Toronto took control of this one early, and now force a decisive Game 7 to find the Junior Circuit’s representative in the World Series.
American League Championship Series Game 6
Toronto Blue Jays 6, Seattle Mariners 2
(Series Tied, 3-3)
Game 6 pitted Trey Yesavage for the Blue Jays against Seattle’s Logan Gilbert, and it was ultimately the 22-year-old for Toronto who had the upper hand all night. After a scoreless first inning, the Jays got right to work supporting their young righty, opening up the scoring with back-to-back RBI singles from Addison Barger and Isiah Kiner-Falefa. An inning later, Barger got to Gilbert once again, when he doubled the Toronto lead with a two-run blast into the seats in right-center. After three innings, the Jays had a commanding 4-0 advantage.
While the offense was operating like a well-oiled machine, Yesavage was doing everything he could on the mound. The first five frames of his outing were scoreless, as the right-hander cruised through the Mariners lineup that tagged him for five runs in his start in Game 2 of this series — Game 6 was a completely different story. He ran into his only trouble in the sixth inning, when Josh Naylor dinged him with a solo homer, and Eugenio Suárez scratched another across with his bloop single later in the inning. Though this came after Vlad Guerrero Jr.’s solo homer had already extended the Toronto lead.

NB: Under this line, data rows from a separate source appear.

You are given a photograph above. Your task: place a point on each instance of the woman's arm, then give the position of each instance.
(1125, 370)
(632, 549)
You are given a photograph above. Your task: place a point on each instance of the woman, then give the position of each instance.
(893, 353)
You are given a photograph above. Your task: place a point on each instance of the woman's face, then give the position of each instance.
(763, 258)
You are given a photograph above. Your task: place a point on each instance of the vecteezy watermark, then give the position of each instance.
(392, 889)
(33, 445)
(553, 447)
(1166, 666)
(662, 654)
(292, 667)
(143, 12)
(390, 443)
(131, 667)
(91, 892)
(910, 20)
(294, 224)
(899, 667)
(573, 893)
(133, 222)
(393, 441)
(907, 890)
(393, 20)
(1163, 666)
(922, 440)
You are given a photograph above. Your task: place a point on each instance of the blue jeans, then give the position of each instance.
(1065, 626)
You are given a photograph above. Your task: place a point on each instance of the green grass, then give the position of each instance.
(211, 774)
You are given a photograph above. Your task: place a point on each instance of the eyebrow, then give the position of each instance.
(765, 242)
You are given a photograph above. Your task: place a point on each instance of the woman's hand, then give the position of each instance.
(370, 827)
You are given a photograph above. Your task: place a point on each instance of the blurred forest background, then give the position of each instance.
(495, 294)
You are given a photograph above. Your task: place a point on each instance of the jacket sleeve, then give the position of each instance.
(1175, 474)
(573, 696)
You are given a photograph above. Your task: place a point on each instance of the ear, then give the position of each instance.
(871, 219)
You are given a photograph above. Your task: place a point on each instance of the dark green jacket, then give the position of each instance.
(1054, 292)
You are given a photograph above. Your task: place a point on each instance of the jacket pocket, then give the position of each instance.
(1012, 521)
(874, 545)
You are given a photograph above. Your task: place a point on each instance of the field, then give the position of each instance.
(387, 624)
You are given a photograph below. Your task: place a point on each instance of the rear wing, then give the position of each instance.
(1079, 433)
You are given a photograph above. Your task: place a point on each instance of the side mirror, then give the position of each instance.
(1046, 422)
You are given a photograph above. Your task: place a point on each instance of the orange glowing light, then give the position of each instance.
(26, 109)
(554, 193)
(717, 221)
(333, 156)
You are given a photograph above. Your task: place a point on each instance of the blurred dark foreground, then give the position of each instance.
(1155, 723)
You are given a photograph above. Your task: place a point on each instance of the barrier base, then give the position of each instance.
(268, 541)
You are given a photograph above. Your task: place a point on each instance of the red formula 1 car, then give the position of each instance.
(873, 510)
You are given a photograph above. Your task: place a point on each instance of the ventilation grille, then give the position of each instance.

That was all the damage Yesavage would take in his 5.2 strong innings, during which he struck out seven. Toronto entrusted the biggest game of the year with the 22-year-old, and he delivered.
The Jays added on some insurance in the seventh inning, this time manufacturing a run against Matt Brash out of the Seattle ‘pen. After Guerrero was hit by a pitch and was advanced by the next hitter, Brash yanked a wild pitch into the dirt, which Cal Raleigh chased down in front of the plate, before his errant throw to third base skipped into left field, allowing Vladdy to trot home and put his guys up 6-2. That was one of the themes of this rough Game 6 for the Mariners, one of three key errors they made in the field.
With the Jays wanting to ensure a Game 7 in this ALCS, they sent out Jeff Hoffman to lock things down for the final two innings of this one. He started strong in the eighth, tallying strikeouts against Raleigh and Jorge Polanco to begin his scoreless inning. He picked up where he left off in the ninth, striking out a pair before putting a lid on Game 6 when he induced a pop out from Dominic Canzone.
After going down 2-0 in this year’s ALCS, the Jays have completely flipped the momentum, and have now forced a Game 7 to decide the pennant. It will take place Monday in Toronto at 8:08pm. The stakes can’t get much higher, as the M’s are desperately trying to make their first World Series, while the Jays try to make it back for the first time since their win in 1993.